This work addresses the limitation of existing quantum circuit routing methods, which neglect the real-time calibration status of hardware couplers, thereby degrading execution fidelity. The authors propose a graph-based reinforcement learning routing strategy that, for the first time, integrates daily calibration data into the Proximal Policy Optimization (PPO) training process to dynamically select high-fidelity hardware edges for SWAP operations.

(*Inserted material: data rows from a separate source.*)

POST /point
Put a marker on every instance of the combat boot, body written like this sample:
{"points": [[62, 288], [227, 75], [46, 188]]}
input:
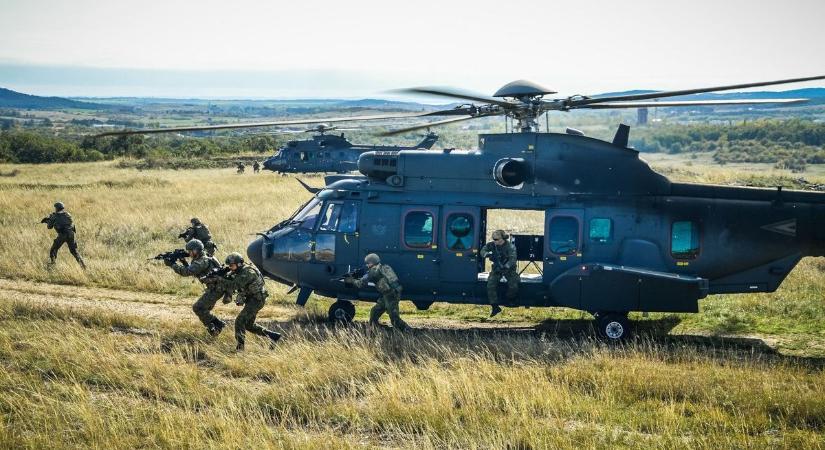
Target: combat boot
{"points": [[216, 327], [273, 335]]}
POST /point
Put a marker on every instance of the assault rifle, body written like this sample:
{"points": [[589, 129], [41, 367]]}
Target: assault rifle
{"points": [[174, 255]]}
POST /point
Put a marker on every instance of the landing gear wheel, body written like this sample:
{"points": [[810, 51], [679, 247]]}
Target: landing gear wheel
{"points": [[341, 311], [613, 327]]}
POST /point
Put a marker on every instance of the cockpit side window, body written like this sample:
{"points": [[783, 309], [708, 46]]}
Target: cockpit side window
{"points": [[348, 222], [331, 216]]}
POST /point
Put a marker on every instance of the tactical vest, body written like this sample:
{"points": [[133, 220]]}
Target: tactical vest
{"points": [[202, 233], [62, 221], [256, 287], [387, 280]]}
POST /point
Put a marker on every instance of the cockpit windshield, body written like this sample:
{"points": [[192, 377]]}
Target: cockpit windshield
{"points": [[308, 215]]}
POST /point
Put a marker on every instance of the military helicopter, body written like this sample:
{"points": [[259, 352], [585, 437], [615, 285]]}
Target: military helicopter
{"points": [[329, 152], [617, 236]]}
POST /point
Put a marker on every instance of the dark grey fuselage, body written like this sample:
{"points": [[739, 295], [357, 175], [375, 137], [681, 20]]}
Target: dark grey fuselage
{"points": [[741, 239]]}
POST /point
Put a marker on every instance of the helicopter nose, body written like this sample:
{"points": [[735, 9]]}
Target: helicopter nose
{"points": [[255, 252], [259, 252]]}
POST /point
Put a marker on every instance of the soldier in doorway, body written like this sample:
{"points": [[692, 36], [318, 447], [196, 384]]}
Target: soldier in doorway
{"points": [[502, 254]]}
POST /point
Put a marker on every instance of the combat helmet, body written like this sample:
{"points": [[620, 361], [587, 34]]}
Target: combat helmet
{"points": [[234, 258], [194, 245]]}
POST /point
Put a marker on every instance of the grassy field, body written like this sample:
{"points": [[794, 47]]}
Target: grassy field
{"points": [[113, 357]]}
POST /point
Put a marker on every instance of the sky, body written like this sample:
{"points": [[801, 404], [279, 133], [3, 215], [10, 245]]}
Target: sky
{"points": [[350, 49]]}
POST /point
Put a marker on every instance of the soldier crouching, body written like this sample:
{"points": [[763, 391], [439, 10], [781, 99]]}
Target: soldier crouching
{"points": [[248, 282], [200, 267], [387, 284]]}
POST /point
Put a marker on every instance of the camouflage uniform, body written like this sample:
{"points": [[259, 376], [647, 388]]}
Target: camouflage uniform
{"points": [[201, 233], [504, 265], [62, 222], [252, 294], [386, 282], [215, 287]]}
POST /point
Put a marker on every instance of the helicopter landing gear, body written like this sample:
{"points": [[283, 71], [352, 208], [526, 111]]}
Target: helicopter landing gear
{"points": [[613, 326], [341, 311]]}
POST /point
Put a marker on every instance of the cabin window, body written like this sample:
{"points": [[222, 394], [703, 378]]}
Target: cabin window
{"points": [[564, 235], [684, 240], [601, 230], [295, 246], [460, 231], [418, 229], [325, 247]]}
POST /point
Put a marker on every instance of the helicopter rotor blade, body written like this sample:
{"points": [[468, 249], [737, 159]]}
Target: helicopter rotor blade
{"points": [[589, 101], [426, 126], [261, 124], [453, 93], [620, 105]]}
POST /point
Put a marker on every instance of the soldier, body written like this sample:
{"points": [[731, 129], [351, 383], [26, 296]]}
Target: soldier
{"points": [[502, 253], [61, 221], [215, 288], [386, 282], [249, 283], [200, 231]]}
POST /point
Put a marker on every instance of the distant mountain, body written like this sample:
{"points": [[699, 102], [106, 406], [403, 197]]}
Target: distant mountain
{"points": [[12, 99]]}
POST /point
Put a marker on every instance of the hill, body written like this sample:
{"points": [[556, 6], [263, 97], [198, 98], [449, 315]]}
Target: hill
{"points": [[13, 99]]}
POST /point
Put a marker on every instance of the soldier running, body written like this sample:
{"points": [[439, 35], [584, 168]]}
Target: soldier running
{"points": [[214, 287], [502, 253], [61, 221], [200, 231], [252, 294], [387, 284]]}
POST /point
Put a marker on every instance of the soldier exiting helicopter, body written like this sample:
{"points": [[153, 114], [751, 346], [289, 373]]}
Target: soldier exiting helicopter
{"points": [[387, 284], [200, 231], [502, 254], [200, 267], [61, 221]]}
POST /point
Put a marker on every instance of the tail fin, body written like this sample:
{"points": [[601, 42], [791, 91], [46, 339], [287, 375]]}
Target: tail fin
{"points": [[428, 142]]}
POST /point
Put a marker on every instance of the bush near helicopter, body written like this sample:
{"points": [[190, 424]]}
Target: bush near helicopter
{"points": [[330, 152], [617, 238]]}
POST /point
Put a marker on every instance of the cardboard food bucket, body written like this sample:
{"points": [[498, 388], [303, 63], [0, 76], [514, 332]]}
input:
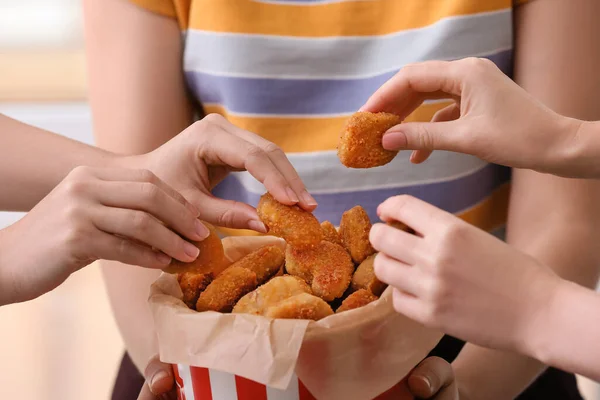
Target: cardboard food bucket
{"points": [[360, 354]]}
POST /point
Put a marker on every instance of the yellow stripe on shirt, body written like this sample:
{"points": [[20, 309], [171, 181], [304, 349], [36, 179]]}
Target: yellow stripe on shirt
{"points": [[306, 134], [348, 18]]}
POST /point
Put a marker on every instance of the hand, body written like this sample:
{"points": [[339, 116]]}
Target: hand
{"points": [[457, 278], [433, 378], [160, 382], [201, 156], [491, 117], [96, 213]]}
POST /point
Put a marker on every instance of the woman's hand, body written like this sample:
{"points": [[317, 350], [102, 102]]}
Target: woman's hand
{"points": [[490, 117], [201, 156], [455, 277], [96, 213]]}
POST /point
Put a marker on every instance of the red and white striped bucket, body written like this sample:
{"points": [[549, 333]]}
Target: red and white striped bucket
{"points": [[194, 383]]}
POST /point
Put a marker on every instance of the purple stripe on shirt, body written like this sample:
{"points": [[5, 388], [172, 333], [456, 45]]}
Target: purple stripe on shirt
{"points": [[453, 196]]}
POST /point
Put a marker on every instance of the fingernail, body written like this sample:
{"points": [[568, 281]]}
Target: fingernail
{"points": [[428, 384], [308, 199], [163, 258], [292, 195], [193, 209], [257, 226], [160, 375], [394, 140], [201, 230], [191, 250]]}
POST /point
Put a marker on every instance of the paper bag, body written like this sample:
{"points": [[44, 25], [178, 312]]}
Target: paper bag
{"points": [[355, 355]]}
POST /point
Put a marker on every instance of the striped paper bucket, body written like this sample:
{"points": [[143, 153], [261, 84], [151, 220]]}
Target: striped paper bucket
{"points": [[355, 355], [194, 383]]}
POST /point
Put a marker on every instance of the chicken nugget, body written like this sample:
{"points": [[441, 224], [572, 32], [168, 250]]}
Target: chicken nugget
{"points": [[401, 225], [300, 306], [270, 294], [360, 142], [354, 230], [357, 299], [192, 284], [264, 262], [364, 278], [211, 259], [330, 233], [226, 289], [327, 268], [297, 226]]}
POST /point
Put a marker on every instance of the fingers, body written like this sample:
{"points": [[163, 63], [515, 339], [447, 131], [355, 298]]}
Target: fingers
{"points": [[264, 161], [141, 226], [417, 214], [140, 175], [282, 163], [415, 83], [159, 376], [228, 213], [110, 247], [153, 199], [448, 113], [401, 276], [395, 243], [433, 378]]}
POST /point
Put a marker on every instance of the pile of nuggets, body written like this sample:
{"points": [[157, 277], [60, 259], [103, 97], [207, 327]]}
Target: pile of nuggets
{"points": [[320, 270]]}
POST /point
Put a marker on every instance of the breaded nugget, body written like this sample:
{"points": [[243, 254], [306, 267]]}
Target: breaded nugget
{"points": [[364, 278], [327, 268], [226, 289], [264, 262], [270, 294], [360, 142], [357, 299], [211, 258], [354, 230], [192, 284], [297, 226], [330, 233], [300, 306]]}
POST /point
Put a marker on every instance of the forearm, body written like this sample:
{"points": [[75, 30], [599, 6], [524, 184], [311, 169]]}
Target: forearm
{"points": [[33, 161], [553, 219], [568, 334], [138, 104]]}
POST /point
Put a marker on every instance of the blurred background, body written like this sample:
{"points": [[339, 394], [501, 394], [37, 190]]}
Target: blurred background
{"points": [[64, 345]]}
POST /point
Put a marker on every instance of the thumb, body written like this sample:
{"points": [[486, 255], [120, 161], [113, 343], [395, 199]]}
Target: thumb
{"points": [[423, 136]]}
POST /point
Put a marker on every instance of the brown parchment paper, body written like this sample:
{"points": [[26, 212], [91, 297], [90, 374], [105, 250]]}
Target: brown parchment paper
{"points": [[355, 355]]}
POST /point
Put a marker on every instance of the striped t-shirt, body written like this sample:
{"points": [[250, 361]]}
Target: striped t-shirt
{"points": [[293, 71]]}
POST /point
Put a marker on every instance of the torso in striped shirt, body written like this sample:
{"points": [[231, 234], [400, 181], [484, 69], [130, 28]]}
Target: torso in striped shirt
{"points": [[294, 70]]}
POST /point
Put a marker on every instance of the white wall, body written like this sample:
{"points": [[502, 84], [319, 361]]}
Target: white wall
{"points": [[64, 345]]}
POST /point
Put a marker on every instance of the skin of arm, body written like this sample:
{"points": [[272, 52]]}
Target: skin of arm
{"points": [[553, 219], [138, 101]]}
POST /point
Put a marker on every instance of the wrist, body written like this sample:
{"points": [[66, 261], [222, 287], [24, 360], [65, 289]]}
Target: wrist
{"points": [[548, 326]]}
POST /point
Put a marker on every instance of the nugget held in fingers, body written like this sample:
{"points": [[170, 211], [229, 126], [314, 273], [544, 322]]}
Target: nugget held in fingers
{"points": [[300, 306], [327, 268], [211, 259], [330, 233], [298, 227], [270, 294], [354, 230], [360, 143], [364, 278], [264, 262], [357, 299], [227, 288], [192, 284]]}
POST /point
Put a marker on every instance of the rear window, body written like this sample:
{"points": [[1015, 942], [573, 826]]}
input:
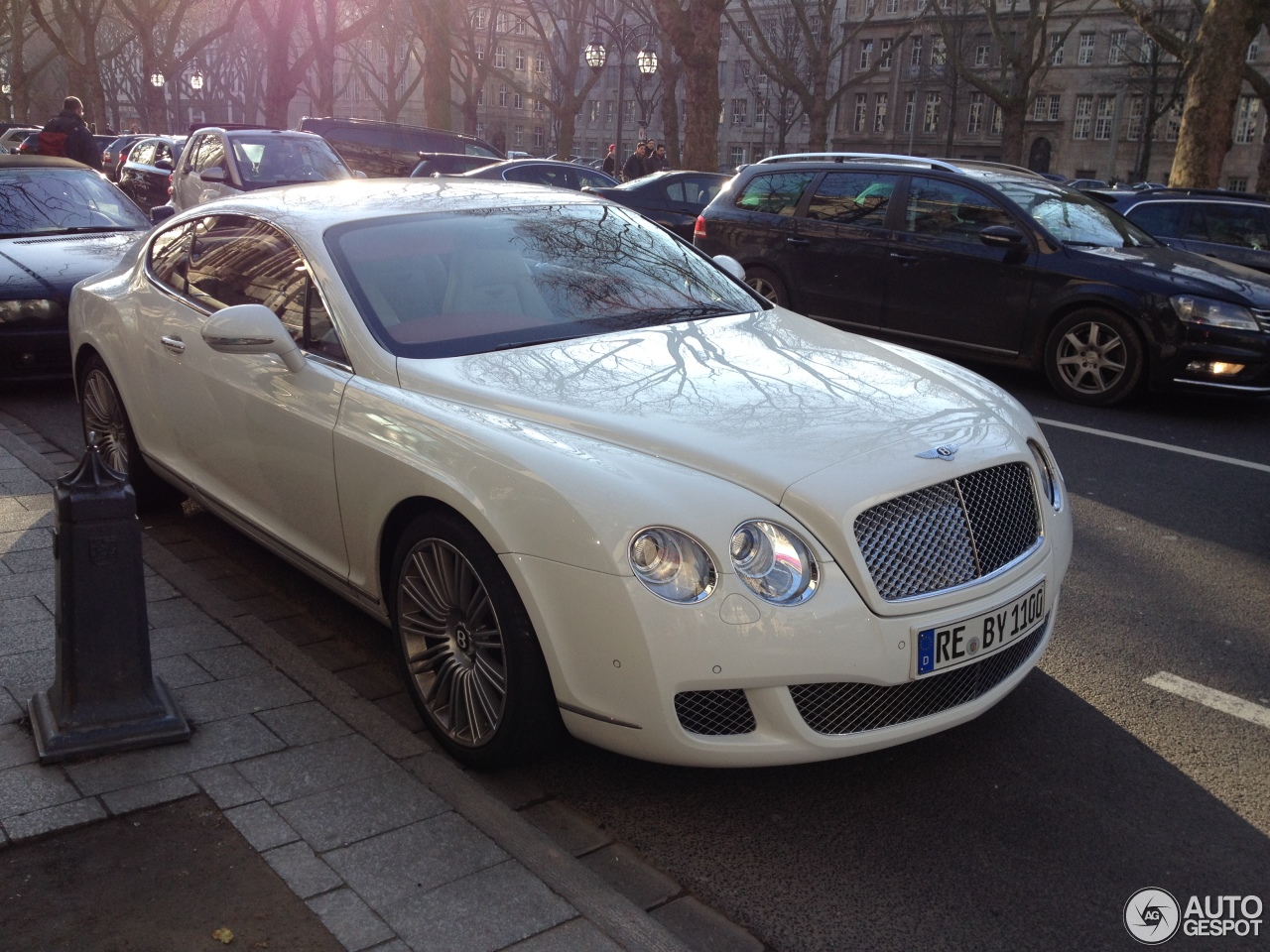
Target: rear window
{"points": [[778, 193]]}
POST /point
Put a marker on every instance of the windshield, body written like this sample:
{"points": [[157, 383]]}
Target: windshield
{"points": [[1071, 217], [270, 160], [468, 282], [51, 200]]}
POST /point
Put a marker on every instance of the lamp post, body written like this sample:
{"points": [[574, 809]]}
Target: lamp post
{"points": [[622, 39]]}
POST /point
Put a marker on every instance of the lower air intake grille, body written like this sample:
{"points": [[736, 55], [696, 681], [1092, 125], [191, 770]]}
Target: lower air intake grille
{"points": [[714, 712], [951, 534], [847, 707]]}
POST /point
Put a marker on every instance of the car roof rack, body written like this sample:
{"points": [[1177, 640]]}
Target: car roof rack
{"points": [[858, 158]]}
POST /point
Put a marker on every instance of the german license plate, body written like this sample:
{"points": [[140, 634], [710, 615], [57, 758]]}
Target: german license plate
{"points": [[974, 639]]}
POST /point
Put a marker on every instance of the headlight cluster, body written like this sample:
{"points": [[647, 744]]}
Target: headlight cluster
{"points": [[32, 309], [1213, 313], [1051, 479], [772, 561]]}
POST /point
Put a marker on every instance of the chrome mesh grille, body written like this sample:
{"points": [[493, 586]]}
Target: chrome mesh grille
{"points": [[847, 707], [714, 712], [951, 534]]}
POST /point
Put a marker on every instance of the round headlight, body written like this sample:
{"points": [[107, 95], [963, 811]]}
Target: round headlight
{"points": [[672, 565], [1051, 480], [774, 562]]}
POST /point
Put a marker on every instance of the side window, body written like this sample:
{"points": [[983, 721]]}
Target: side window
{"points": [[1162, 218], [949, 211], [852, 198], [168, 257], [774, 194]]}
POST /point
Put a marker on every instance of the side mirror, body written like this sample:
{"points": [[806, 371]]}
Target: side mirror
{"points": [[252, 329], [1002, 236], [731, 266]]}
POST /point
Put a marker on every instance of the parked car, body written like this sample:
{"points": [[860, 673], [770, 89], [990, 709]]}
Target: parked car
{"points": [[13, 136], [117, 153], [544, 172], [391, 149], [217, 163], [1232, 226], [583, 471], [62, 223], [146, 176], [671, 198], [991, 263], [447, 164]]}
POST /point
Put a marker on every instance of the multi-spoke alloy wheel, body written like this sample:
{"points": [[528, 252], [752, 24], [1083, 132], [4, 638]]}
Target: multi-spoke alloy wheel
{"points": [[452, 643], [1093, 357], [467, 649], [104, 419]]}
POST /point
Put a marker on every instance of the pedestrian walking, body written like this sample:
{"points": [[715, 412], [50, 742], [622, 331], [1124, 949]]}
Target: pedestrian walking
{"points": [[67, 135], [634, 167]]}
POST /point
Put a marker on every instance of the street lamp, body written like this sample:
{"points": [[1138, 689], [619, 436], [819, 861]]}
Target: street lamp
{"points": [[622, 37]]}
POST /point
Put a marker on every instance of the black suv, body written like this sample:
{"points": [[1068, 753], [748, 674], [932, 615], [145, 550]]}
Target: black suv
{"points": [[1233, 226], [988, 262]]}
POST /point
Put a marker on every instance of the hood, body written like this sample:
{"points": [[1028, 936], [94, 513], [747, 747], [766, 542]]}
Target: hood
{"points": [[50, 266], [762, 400], [1175, 272]]}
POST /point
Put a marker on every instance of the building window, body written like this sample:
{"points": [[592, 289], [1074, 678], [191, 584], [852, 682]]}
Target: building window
{"points": [[1246, 119], [1133, 128], [1115, 50], [1102, 122], [931, 116], [974, 116], [1083, 112], [1056, 49], [1084, 54]]}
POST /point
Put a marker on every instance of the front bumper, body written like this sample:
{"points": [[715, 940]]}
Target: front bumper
{"points": [[619, 657]]}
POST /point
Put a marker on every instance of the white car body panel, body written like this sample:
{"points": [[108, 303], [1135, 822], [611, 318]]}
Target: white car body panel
{"points": [[697, 425]]}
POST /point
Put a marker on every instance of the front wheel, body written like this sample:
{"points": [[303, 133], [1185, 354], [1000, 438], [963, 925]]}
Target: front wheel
{"points": [[468, 653], [1093, 357]]}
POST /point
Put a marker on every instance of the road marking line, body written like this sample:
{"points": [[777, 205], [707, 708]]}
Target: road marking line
{"points": [[1210, 697], [1153, 444]]}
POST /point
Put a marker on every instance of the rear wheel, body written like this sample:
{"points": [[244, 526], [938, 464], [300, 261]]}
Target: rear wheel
{"points": [[1095, 357], [769, 285], [468, 653]]}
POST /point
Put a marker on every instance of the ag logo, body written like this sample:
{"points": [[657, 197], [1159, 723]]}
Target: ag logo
{"points": [[1152, 915]]}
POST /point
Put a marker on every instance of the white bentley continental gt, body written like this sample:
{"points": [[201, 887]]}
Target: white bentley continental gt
{"points": [[581, 471]]}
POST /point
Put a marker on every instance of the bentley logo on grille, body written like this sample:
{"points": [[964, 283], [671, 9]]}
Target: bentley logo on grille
{"points": [[945, 452]]}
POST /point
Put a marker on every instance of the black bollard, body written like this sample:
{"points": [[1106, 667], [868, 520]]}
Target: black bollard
{"points": [[104, 696]]}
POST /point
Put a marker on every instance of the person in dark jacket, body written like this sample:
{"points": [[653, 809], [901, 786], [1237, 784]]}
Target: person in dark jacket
{"points": [[67, 135], [634, 168]]}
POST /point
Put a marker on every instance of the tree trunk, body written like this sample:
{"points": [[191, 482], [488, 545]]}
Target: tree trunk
{"points": [[1213, 90]]}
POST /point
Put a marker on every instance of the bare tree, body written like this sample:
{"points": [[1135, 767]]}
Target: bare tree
{"points": [[1026, 35]]}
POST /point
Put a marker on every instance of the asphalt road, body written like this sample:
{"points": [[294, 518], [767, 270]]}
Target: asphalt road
{"points": [[1032, 826]]}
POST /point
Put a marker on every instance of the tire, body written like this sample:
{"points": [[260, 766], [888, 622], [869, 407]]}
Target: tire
{"points": [[102, 412], [767, 284], [466, 647], [1095, 357]]}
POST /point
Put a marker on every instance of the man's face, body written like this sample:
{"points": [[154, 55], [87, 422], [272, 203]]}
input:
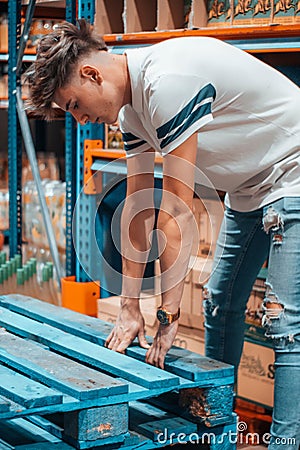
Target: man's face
{"points": [[89, 98]]}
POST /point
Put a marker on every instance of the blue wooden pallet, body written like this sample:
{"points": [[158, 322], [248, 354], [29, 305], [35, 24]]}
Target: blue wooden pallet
{"points": [[53, 361]]}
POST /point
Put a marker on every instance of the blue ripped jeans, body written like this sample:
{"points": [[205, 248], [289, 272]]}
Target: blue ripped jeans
{"points": [[246, 240]]}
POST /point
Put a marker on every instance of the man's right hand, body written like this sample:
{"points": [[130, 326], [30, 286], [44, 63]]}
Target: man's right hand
{"points": [[129, 325]]}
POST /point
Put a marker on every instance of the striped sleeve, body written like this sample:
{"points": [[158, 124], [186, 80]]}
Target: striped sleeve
{"points": [[133, 144], [179, 113]]}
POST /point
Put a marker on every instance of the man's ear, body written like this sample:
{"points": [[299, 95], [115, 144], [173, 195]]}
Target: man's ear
{"points": [[92, 73]]}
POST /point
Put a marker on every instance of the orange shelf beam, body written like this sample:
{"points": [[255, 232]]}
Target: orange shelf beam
{"points": [[223, 33]]}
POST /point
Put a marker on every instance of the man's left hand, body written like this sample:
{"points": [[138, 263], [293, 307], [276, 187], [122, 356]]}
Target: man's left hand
{"points": [[162, 343]]}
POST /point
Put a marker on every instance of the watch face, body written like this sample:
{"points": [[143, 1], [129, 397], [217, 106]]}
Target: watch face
{"points": [[162, 317]]}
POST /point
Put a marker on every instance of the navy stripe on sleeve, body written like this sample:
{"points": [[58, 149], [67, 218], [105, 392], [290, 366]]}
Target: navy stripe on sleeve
{"points": [[129, 137], [128, 147], [197, 108], [204, 110]]}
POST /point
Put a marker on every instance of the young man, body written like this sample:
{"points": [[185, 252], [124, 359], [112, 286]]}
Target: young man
{"points": [[245, 116]]}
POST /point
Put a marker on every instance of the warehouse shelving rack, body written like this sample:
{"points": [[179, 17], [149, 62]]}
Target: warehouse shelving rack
{"points": [[276, 44]]}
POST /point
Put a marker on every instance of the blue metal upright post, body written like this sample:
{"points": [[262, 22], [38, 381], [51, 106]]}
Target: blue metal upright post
{"points": [[14, 133], [84, 223], [70, 164]]}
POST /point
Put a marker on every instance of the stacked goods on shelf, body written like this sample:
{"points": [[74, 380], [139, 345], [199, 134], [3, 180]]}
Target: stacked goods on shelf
{"points": [[34, 230], [3, 33], [18, 278]]}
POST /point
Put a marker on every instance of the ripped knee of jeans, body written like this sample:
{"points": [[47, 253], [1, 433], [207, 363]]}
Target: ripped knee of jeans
{"points": [[209, 305], [272, 307], [273, 315], [273, 222]]}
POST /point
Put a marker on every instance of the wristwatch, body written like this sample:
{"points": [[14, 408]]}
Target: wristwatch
{"points": [[165, 317]]}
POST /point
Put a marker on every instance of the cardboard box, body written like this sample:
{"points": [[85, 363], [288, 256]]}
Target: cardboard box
{"points": [[256, 374]]}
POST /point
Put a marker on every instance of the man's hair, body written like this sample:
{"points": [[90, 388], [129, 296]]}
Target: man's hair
{"points": [[57, 54]]}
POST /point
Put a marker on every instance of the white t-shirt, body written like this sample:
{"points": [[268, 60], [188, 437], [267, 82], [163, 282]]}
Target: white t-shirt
{"points": [[247, 115]]}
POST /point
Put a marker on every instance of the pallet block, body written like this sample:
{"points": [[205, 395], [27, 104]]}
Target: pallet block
{"points": [[59, 381]]}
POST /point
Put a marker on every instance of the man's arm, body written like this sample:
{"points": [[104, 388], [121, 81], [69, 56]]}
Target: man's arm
{"points": [[176, 227], [137, 224]]}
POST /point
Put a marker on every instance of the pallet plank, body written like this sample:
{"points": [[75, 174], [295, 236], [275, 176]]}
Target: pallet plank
{"points": [[179, 361], [4, 404], [56, 371], [25, 391], [87, 352]]}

Simulations on MQT Bench benchmark circuits using IBM Heron r2 calibration data demonstrate that the proposed method substantially outperforms conventional compilers: it achieves an average exact fidelity of 0.727 on 5-qubit and 8-qubit circuit families, significantly surpassing SABRE-best20 (0.440) and target-aware SABRE (0.481), thereby transcending compilation paradigms that rely solely on gate count metrics.

Quantum circuit routing is a key step in compiling programs for noisy intermediate-scale quantum processors. Routes that appear efficient by standard overhead metrics can still lose fidelity when they pass through poorly calibrated couplers. We study a calibration-aware graph reinforcement-learning router that uses same-day IBM Heron r2 calibration data to choose hardware-edge SWAPs. We train the policy with proximal policy optimization and evaluate it with exact simulated fidelity across nine Munich Quantum Toolkit (MQT) Bench circuits and three calibration snapshots. Across these evaluations, pooled mean exact fidelity is $0.727$, compared with $0.440$ for SABRE-best20 and $0.481$ for target-aware SABRE. Fidelity gains come with higher routed two-qubit counts and are concentrated in the 5q and 8q circuit families; under the fixed tree action graph, all 10q families favor SABRE-best20. Overall, our results show that calibration-aware learned routing can improve fidelity beyond gate-count-driven compilation.